# Modular Synths and the hype...



## gsilbers (Aug 18, 2017)

More of a debate thread but I might be the only one not seeing any benefits in owning a modular rig mainly due for the price vs performance ratio. I find it extremely expensive to own a mudular synth (components) for what you can get out of it...and that you could/might come up with regular/other analog synths and some step sequencers...

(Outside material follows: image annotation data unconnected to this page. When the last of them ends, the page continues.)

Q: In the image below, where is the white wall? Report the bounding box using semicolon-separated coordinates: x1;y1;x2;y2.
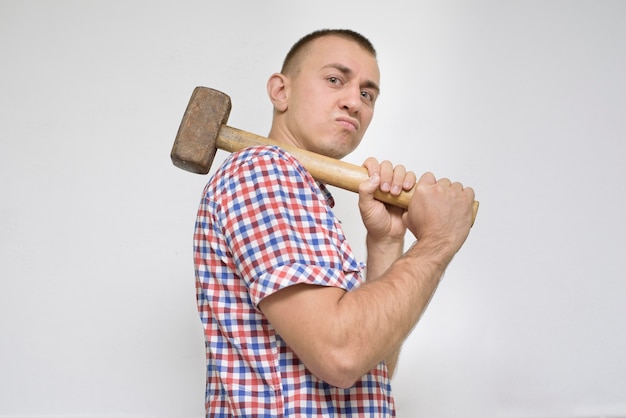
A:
0;0;626;418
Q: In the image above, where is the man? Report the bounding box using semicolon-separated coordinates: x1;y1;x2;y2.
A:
194;30;474;417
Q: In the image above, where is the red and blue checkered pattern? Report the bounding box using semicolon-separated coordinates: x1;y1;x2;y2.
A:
194;146;395;417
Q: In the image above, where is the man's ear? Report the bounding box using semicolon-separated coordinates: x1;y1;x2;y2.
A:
267;73;289;112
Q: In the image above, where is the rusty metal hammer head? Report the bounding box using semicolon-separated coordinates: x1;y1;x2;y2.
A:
170;87;231;174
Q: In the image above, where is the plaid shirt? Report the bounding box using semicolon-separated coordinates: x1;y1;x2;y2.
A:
194;146;395;417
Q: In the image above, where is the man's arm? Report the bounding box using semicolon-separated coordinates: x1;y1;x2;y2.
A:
259;167;474;387
260;237;447;387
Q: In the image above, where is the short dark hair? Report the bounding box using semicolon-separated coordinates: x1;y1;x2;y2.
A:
280;29;376;74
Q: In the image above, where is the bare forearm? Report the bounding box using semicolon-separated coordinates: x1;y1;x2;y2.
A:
366;235;404;377
338;240;449;384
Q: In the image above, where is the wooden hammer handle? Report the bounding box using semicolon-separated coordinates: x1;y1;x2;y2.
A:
216;125;478;225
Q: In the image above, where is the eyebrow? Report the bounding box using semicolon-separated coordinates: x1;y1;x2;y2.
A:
322;63;380;94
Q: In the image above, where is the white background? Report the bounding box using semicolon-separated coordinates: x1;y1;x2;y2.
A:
0;0;626;418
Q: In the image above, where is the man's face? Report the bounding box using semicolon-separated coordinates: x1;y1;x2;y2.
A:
285;36;380;158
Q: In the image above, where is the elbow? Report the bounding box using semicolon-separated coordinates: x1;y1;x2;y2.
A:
311;350;369;389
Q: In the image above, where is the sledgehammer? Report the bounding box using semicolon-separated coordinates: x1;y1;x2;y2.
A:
170;87;478;224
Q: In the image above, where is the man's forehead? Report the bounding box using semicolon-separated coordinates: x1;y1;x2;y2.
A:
302;36;380;78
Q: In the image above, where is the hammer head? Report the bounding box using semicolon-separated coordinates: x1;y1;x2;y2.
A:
170;87;231;174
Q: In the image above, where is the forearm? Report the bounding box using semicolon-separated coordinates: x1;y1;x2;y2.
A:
337;240;449;384
366;234;404;377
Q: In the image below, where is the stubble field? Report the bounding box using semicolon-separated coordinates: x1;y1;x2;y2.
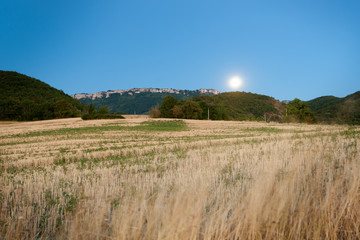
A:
0;118;360;239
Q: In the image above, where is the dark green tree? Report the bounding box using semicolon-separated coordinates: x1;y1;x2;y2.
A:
285;98;316;123
54;99;75;118
98;106;109;115
160;96;178;118
182;99;202;119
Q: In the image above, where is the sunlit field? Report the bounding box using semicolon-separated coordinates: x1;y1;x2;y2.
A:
0;118;360;239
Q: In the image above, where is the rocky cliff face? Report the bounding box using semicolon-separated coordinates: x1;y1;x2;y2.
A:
71;88;220;100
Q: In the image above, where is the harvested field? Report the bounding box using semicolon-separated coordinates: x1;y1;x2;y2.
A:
0;118;360;239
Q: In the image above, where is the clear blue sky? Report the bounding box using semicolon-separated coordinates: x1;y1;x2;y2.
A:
0;0;360;100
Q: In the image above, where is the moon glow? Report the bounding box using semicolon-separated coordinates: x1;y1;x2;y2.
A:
228;76;243;90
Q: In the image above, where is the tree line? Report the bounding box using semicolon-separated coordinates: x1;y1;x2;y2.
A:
153;93;316;123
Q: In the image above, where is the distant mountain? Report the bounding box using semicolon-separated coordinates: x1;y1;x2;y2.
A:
72;88;219;114
307;91;360;124
0;71;83;121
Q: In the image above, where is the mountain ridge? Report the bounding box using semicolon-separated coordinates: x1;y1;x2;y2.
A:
70;88;220;100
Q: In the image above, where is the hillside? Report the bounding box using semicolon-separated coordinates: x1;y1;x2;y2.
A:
307;91;360;124
72;88;219;114
193;92;285;121
0;71;83;121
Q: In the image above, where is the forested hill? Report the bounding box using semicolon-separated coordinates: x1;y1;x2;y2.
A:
73;88;219;114
307;91;360;124
193;92;285;121
0;70;84;121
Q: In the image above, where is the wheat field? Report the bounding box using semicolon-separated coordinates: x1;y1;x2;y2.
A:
0;118;360;239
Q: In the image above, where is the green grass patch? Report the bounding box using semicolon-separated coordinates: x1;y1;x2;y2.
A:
134;120;187;132
242;127;284;133
2;120;187;138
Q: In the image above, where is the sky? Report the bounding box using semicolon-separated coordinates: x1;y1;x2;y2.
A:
0;0;360;100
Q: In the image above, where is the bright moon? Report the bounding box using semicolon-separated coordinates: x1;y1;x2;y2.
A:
228;76;243;90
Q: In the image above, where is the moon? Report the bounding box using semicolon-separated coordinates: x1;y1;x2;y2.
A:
228;76;243;90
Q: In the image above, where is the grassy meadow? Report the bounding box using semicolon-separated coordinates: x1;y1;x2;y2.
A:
0;118;360;239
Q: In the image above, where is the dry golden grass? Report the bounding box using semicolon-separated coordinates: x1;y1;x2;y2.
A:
0;118;360;239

just for background... i did the synthesis program at berklee a while back and used the nord modular which i found cool and learned a lot. but after more than 10 years not dwelling in modular stuff i now see a bunch of poeple using it and seems to be the cool thing to have. yet... everything i "hear" as suppose to what i "see" seems to be on the mediocre side... or at least something i "think" can be done with analog synths like for example maybe 3 roland SE-02 and a couple of arturia keysteps :-/

maybe its just me and im crazy.. or not seeing something?! any good videos out there on this stuff?
I try to remain open minded on everything... but i am not seeing a positive side to modular synths besides the eye candy factor.


----------



## Saxer (Aug 18, 2017)

Boys toys. Either you really have fun with it or you don't. I tend to love useless things (and people around here spend most of their life with more or less useless stuff). And I like hardware synths too. But modular synths doesn't really touch me. A lot of 'see what happens' and less 'this sounds great' for my taste. I never found a single example for 'this is great music and sounds incredible because they used a modular synth'.
But I can understand the hype. Looks great. Fun stuff to play with. Steam engine. Electric toy train. Home workbench. Fishing tackle. All in one!


----------



## charlieclouser (Aug 19, 2017)

I've had various flavors of modulars over the past 30 years. Spent way too much time on the Arp 2500 in college 1981-1985, then got a Moog System 15 in 1987 (still have it), used the Nord Modular pretty heavily in my years with NIN in the late 1990's, and got into EuroRack pretty heavily ten or so years ago (1344 hp worth of modules at the moment - oof).

It is a time suck for sure. Three hours later: "Whatcha got?" uhhh.... "I got this: *plays 16th note pattern that sounds semi-interesting*"

If you are into serious sound mangling, EuroRack has got the tools for sure - if you've got the time and patience. Sample player modules that let you arbitrarily scroll through and granulate audio, etc. I got into EuroRack because I wanted voltage-controllable envelope generators, multiple clock-synced LFOs (like eight or more at once), cascading clock dividers for math-rhythm type stuff, etc. Plus I was bored. I still use the stuff now and again but usually at the start of a project when I can record for an hour into a skeleton of a cue and then chop up the results to be deployed throughout a score by manipulating the recordings in Ableton Live - and only if the schedule permits, which is rare.

If you want to hear some actually good and possibly useful stuff done on modular, check out Lyonel Bauchet's stuff that he does on the Buchla rigs. Definitely not an economical solution since the Buchla stuff is about as expensive as it gets, but Lyonel's stuff could actually work in a scoring scenario, and is most definitely not the usual "bug farts and bongos" that you hear on 80% of modular videos on YouTube. No idea how much time he puts into his tracks, but I have some idea of the money he's spent and it's... substantial.


----------



## SpeakPianissimoAndCarry.. (Aug 19, 2017)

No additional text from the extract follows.